Fish oil could help people suffering from type II diabetes by lowering triglycerides and apoproteins.

7. Bone health

Omega 3 has long been known to help with suppleness and movement, significantly decreasing joint tenderness and stiffness in people with rheumatoid arthritis and maintaining or increasing bone mass for people suffering from osteoporosis.

8. Immune system

Omega 3 could give your immune system a real shot in the arm. It has been shown to help prevent the weakening of the system in animal trials, as well as autoimmune disorders, such as lupus and nephropathy.

What dosage you need and how to use supplements to get it?

Consuming foods rich in omega 3 is the first step towards finding nutritional harmony. As mentioned earlier, there’s no magic number when it comes to omega 3 intake. Instead, it’s about finding balance with your omega 6 intake, with an ideal ratio of between 3:1 and 6:1.

These are some of the top performers for boosting your omega 3 intake:   

Salmon Cod liver Mackerel
Sardines Halibut Tuna
Pollock Herring Walnuts
Beef Venison Lamb
Soybean Tofu Shrimp

 

*All fish listed should be wild-caught, while red meat sources should be grass-fed.  

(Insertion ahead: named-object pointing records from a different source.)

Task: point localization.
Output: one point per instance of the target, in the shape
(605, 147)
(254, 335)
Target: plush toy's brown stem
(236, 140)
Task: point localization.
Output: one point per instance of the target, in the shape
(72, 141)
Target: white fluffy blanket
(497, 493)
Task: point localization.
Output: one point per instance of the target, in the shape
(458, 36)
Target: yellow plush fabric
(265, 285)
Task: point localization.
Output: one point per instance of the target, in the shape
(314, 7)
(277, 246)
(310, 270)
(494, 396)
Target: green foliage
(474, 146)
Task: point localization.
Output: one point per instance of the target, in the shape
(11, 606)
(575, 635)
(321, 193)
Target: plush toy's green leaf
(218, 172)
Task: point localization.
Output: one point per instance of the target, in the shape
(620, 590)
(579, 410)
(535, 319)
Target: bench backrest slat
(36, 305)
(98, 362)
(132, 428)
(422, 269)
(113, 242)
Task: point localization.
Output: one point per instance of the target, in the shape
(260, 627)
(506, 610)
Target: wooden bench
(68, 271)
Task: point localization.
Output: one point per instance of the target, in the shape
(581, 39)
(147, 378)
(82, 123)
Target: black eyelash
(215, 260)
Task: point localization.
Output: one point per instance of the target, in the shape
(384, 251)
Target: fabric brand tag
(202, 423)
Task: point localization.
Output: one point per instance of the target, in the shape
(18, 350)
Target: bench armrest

Whether they become part of your daily routine, or are just a stopgap for the days when eating oily fish is just not a possibility, high-quality supplements are a must-have for every medicine cabinet. But, remember; more is not necessarily better, it’s about finding balance.

Some fish oils are heavily processed and so their effectiveness is diminished overall. Fish oils or (preferably) krill oils should contain phospholipid complex in order to increase absorption and reduce triglyceride levels. Vitamin E should be ingested alongside omega 3 to prevent it from oxidising, while vitamins A, B and C, biotin, magnesium, niacin and zinc all help fatty acids turn into usable hormones.

Omega 3 does more than fortify your defences against illness. It’s a boost to your everyday wellbeing that could help you discover a new level of health. Follow these simple steps and see for yourself!